WER: 1.000000, CER: 1.000000, loss: 204.180481
- wav: file:///content/vivos/test/waves/VIVOSDEV02/VIVOSDEV02_T022.wav
- src: “THÁNG TRƯỚC CHỒNG VỀ MẤY NGÀY MÌNH NẰM NGỦ THẤY ẤM KINH KHỦNG”
- res: “”
WER: 1.000000, CER: 1.000000, loss: 198.045197
- wav: file:///content/vivos/test/waves/VIVOSDEV02/VIVOSDEV02_R071.wav
- src: “MỖI KHI XE RÁC ĐI NGANG QUA ĐÁNH KẺNG MỚI ĐEM RA ĐỔ”
- res: “”
WER: 1.000000, CER: 1.000000, loss: 195.038269
- wav: file:///content/vivos/test/waves/VIVOSDEV02/VIVOSDEV02_R045.wav
- src: “CÔ CỨ NHÈ NGAY CÁI NỌNG CÁ TRÊ”
- res: “”
4th I search for alpha and beta with this model:
! python3 /content/DeepSpeech/lm_optimizer.py
–test_files /content/vivos/test.csv
–al alphabet_config_path /content/vivos/al alphabet.txt
–checkpoint_dir / content / fine_tuning_checkpoints
–n_hidden 2048
Results: [I 2021-04-22 09: 34: 16,592] Trial 0 finished with value: 0.9127290260366442 and parameters: {‘lm_alpha’: 2.6143084230162623, ‘lm_beta’: 1.998640895456838}. Best is trial 0 with value: 0.9127290260366442.
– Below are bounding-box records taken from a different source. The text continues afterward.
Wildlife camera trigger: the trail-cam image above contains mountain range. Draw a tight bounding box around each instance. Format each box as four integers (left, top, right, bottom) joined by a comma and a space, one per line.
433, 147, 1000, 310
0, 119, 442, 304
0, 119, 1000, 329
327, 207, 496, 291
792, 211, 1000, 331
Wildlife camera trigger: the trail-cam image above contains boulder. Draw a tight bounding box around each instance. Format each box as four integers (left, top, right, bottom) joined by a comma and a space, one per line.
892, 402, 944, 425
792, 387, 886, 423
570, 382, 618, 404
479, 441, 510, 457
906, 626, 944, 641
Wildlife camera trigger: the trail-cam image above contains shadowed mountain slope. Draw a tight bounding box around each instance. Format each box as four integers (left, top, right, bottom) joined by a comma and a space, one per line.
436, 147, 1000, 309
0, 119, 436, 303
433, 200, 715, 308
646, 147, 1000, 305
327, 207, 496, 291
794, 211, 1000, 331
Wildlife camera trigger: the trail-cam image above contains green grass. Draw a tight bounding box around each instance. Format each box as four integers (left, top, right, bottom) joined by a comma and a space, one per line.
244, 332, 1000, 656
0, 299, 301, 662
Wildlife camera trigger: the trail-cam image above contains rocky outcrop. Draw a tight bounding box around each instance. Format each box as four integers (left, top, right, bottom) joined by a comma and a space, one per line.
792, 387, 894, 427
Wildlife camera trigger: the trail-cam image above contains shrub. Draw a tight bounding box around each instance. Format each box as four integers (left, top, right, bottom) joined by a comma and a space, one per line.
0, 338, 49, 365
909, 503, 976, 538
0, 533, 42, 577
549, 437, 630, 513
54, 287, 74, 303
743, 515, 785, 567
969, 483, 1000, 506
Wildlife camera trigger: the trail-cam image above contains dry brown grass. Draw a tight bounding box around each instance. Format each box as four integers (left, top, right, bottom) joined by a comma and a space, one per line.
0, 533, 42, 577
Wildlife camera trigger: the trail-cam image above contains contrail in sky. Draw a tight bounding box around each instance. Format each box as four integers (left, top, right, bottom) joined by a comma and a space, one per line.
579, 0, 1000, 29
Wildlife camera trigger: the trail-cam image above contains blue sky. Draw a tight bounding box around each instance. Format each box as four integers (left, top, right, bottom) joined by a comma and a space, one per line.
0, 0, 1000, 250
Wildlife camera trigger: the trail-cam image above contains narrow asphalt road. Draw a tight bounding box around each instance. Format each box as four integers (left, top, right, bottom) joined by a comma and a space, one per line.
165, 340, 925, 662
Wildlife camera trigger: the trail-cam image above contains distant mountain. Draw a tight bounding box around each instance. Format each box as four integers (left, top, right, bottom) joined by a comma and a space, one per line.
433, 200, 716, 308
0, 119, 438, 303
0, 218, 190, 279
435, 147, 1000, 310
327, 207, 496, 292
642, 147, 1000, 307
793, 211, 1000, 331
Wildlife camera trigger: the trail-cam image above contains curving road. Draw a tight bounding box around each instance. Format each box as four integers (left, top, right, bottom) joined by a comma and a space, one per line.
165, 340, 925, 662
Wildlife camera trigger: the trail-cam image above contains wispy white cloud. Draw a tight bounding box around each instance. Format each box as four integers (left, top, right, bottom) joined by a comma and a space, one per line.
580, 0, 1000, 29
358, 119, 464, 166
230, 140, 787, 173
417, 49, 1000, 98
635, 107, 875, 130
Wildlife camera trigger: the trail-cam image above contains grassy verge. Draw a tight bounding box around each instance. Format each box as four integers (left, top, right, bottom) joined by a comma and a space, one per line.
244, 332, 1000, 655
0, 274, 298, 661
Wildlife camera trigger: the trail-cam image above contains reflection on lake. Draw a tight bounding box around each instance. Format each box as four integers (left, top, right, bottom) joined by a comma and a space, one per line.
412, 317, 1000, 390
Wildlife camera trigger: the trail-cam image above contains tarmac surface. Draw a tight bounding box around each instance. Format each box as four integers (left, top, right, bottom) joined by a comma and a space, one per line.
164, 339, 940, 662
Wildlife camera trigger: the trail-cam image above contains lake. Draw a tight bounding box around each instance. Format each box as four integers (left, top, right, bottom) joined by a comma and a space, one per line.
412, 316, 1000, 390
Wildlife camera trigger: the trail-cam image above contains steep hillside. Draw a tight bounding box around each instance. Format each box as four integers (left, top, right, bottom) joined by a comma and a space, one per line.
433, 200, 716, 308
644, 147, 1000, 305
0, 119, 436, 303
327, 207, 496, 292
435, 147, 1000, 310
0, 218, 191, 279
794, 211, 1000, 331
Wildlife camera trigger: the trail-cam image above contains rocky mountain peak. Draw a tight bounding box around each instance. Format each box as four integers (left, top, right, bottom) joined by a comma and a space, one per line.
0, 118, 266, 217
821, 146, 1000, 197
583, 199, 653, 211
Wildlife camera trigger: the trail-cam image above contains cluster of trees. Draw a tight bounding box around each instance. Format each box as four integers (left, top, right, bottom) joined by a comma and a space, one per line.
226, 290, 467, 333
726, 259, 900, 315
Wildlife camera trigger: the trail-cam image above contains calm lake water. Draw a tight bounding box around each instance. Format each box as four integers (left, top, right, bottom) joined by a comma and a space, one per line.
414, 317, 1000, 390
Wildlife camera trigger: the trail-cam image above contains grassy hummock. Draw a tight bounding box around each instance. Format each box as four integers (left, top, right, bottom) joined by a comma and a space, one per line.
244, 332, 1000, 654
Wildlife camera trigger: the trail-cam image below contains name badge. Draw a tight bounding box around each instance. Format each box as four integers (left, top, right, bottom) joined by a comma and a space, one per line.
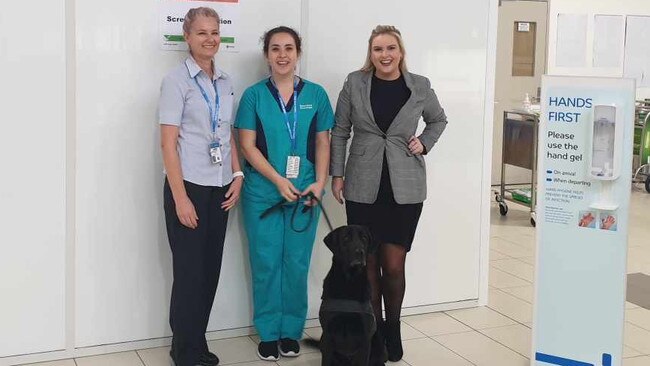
286, 156, 300, 179
210, 142, 223, 165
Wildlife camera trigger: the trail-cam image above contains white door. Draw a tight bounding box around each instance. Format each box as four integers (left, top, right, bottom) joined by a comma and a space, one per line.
492, 1, 548, 184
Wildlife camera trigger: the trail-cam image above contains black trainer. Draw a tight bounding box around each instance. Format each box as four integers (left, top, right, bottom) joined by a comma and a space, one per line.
257, 341, 280, 361
279, 338, 300, 357
385, 321, 404, 362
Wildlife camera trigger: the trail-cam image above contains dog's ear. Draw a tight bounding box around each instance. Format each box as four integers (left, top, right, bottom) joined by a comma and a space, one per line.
323, 228, 340, 253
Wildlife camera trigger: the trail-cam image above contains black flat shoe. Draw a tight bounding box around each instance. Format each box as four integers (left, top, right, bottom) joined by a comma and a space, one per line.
169, 350, 219, 366
199, 351, 219, 366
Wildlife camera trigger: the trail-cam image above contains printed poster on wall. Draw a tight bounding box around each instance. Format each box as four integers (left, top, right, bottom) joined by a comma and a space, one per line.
158, 0, 240, 52
533, 76, 635, 366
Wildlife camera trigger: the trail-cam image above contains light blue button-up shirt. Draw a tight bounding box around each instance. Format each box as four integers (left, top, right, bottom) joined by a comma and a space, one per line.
158, 57, 236, 187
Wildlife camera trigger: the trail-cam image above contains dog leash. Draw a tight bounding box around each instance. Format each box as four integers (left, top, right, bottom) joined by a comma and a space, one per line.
260, 192, 334, 233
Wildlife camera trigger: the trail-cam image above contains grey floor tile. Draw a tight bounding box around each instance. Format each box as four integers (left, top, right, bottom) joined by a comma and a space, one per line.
75, 351, 144, 366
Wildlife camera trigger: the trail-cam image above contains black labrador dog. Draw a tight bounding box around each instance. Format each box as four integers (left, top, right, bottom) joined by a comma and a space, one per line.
312, 225, 384, 366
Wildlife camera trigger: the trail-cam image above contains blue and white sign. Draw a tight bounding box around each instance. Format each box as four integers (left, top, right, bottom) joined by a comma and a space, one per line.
531, 76, 635, 366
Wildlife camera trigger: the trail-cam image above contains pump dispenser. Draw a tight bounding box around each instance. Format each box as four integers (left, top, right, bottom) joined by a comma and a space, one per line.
589, 105, 623, 211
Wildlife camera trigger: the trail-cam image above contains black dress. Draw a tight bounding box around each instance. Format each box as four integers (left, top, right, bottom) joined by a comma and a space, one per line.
345, 75, 422, 251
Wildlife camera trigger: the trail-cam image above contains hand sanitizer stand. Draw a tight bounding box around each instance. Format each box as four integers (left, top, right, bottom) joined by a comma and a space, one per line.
531, 76, 635, 366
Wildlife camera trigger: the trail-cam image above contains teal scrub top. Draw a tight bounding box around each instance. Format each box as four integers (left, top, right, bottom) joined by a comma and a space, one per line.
235, 78, 334, 204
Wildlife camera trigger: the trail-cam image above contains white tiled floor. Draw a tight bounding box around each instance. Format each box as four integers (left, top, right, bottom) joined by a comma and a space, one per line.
20, 192, 650, 366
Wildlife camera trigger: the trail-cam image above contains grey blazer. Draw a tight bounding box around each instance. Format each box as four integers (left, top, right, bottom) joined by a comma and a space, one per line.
330, 71, 447, 204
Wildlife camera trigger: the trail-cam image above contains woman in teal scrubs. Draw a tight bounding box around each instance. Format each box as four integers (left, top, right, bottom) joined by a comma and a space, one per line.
235, 27, 334, 361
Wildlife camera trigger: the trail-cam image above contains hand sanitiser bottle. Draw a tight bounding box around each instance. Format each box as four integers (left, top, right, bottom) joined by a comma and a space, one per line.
589, 105, 623, 210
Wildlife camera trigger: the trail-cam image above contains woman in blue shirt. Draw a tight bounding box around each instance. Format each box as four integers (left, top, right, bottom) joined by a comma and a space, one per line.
235, 27, 334, 361
159, 8, 243, 366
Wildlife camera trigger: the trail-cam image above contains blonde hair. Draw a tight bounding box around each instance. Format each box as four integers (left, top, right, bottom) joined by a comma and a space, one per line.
183, 6, 221, 34
361, 25, 408, 72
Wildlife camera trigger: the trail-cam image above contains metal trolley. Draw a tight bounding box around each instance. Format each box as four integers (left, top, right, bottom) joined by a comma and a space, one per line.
632, 99, 650, 193
495, 111, 539, 226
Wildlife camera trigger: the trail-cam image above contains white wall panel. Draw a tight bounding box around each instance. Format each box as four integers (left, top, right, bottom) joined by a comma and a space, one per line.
0, 0, 66, 357
547, 0, 650, 99
76, 0, 300, 347
304, 0, 490, 307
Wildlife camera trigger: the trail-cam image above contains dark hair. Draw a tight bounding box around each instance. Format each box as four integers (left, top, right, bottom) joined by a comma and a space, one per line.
262, 25, 302, 55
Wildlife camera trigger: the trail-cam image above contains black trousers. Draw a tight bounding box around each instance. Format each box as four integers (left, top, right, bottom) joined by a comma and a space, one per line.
163, 179, 229, 366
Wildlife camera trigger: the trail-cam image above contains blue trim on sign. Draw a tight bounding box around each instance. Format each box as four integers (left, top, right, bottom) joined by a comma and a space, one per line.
535, 352, 612, 366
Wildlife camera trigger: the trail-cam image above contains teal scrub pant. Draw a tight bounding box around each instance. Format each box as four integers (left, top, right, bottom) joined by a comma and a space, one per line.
242, 194, 320, 342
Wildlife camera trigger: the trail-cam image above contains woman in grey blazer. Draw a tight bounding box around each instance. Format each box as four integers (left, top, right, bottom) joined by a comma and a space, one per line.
330, 26, 447, 361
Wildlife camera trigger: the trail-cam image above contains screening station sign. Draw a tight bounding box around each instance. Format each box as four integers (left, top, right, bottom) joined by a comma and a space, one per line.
531, 76, 635, 366
158, 0, 240, 52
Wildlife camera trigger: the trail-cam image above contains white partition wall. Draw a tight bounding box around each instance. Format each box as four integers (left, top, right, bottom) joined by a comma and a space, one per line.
0, 0, 497, 365
0, 0, 66, 363
547, 0, 650, 99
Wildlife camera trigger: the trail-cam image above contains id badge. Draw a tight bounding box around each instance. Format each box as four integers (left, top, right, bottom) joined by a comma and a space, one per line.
286, 156, 300, 179
210, 142, 223, 165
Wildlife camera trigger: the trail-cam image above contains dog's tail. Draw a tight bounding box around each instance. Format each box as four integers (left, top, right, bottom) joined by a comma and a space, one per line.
302, 338, 320, 349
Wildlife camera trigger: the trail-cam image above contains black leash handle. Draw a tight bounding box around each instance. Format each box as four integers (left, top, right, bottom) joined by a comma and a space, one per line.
260, 192, 334, 233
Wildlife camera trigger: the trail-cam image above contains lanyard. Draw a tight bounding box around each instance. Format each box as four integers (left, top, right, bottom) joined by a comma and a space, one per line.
193, 74, 219, 142
270, 78, 298, 155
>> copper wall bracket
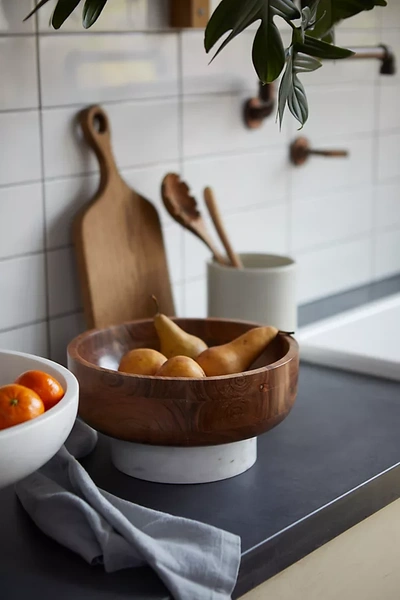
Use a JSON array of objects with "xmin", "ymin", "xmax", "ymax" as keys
[
  {"xmin": 290, "ymin": 137, "xmax": 349, "ymax": 166},
  {"xmin": 244, "ymin": 82, "xmax": 275, "ymax": 129}
]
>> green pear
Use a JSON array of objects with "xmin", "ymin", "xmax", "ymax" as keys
[
  {"xmin": 153, "ymin": 296, "xmax": 208, "ymax": 359},
  {"xmin": 196, "ymin": 327, "xmax": 279, "ymax": 377}
]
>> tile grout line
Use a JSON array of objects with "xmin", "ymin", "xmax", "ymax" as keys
[
  {"xmin": 370, "ymin": 14, "xmax": 383, "ymax": 281},
  {"xmin": 177, "ymin": 31, "xmax": 186, "ymax": 316},
  {"xmin": 35, "ymin": 13, "xmax": 52, "ymax": 358}
]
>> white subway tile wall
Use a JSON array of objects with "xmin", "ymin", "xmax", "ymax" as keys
[{"xmin": 0, "ymin": 0, "xmax": 400, "ymax": 363}]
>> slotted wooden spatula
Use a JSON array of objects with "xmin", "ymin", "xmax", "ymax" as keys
[{"xmin": 73, "ymin": 106, "xmax": 175, "ymax": 328}]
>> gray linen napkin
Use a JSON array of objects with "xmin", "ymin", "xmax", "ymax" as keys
[{"xmin": 15, "ymin": 420, "xmax": 240, "ymax": 600}]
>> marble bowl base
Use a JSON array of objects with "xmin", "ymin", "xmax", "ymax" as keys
[{"xmin": 110, "ymin": 438, "xmax": 257, "ymax": 484}]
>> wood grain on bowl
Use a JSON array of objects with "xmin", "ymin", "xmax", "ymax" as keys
[{"xmin": 68, "ymin": 319, "xmax": 299, "ymax": 446}]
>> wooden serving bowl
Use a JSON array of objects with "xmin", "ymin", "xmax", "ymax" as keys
[{"xmin": 68, "ymin": 319, "xmax": 299, "ymax": 446}]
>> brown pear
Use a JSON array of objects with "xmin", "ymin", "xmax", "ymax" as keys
[
  {"xmin": 153, "ymin": 296, "xmax": 208, "ymax": 358},
  {"xmin": 196, "ymin": 327, "xmax": 278, "ymax": 377},
  {"xmin": 156, "ymin": 356, "xmax": 206, "ymax": 379},
  {"xmin": 118, "ymin": 348, "xmax": 167, "ymax": 375}
]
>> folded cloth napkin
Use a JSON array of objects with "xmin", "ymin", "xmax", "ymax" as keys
[{"xmin": 15, "ymin": 420, "xmax": 240, "ymax": 600}]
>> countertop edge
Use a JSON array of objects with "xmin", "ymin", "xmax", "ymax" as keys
[{"xmin": 232, "ymin": 463, "xmax": 400, "ymax": 600}]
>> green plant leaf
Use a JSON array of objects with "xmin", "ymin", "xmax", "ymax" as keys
[
  {"xmin": 204, "ymin": 0, "xmax": 265, "ymax": 58},
  {"xmin": 287, "ymin": 75, "xmax": 308, "ymax": 129},
  {"xmin": 278, "ymin": 48, "xmax": 293, "ymax": 127},
  {"xmin": 51, "ymin": 0, "xmax": 81, "ymax": 29},
  {"xmin": 269, "ymin": 0, "xmax": 301, "ymax": 21},
  {"xmin": 308, "ymin": 0, "xmax": 387, "ymax": 38},
  {"xmin": 82, "ymin": 0, "xmax": 107, "ymax": 29},
  {"xmin": 293, "ymin": 53, "xmax": 322, "ymax": 73},
  {"xmin": 295, "ymin": 34, "xmax": 354, "ymax": 59},
  {"xmin": 278, "ymin": 46, "xmax": 322, "ymax": 127},
  {"xmin": 253, "ymin": 11, "xmax": 285, "ymax": 83},
  {"xmin": 204, "ymin": 0, "xmax": 300, "ymax": 59},
  {"xmin": 24, "ymin": 0, "xmax": 53, "ymax": 21}
]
At worst, it still has the words:
Worst WER:
WER: 1.000000, CER: 0.666667, loss: 48.078129
- wav: file:///content/vivos/test/waves/VIVOSDEV04/VIVOSDEV04_R049.wav
- src: “VÌ TỐI ĐÓ”
- res: “VIÌ TÍ MỐC”
WER: 1.000000, CER: 0.625000, loss: 46.857883
- wav: file:///content/vivos/test/waves/VIVOSDEV05/VIVOSDEV05_091.wav
- src: “TRÁN GIÔ”
- res: “TẢN DIỘC”
WER: 1.000000, CER: 0.333333, loss: 35.851494
- wav: file:///content/vivos/test/waves/VIVOSDEV06/VIVOSDEV06_222.wav
- src: “NĂM MƯƠI NĂM MƯƠI MỐT”
- res: “ĐĂM MƯỜI ĐĂM MÙY MÓT”
WER: 1.000000, CER: 0.500000, loss: 29.178698
- wav: file:///content/vivos/test/waves/VIVOSDEV04/VIVOSDEV04_R100.wav
- src: “BÀ NÓI”
- res: “BẢ ÓC”
WER: 1.000000, CER: 0.263158, loss: 25.467527
- wav: file:///content/vivos/test/waves/VIVOSDEV06/VIVOSDEV06_212.wav
- src: “BA MƯƠI BA MƯƠI MỐT”
- res: “BAN MƯỜI BAN MƯAI MÓT”
then I create a new scorer with there alpha,beta
./generate_scorer_package - alphabet alphabet.txt
–lm lm.binary
–vocab vocab-500.txt
–package kenlm.scorer
–default_alpha 2.6143084230162623
–default_beta 1.998640895456838
–force_bytes_output_mode True
I use this tflite and scorer files in android-mic-strem-app however I don’t get any word at output. Please help me.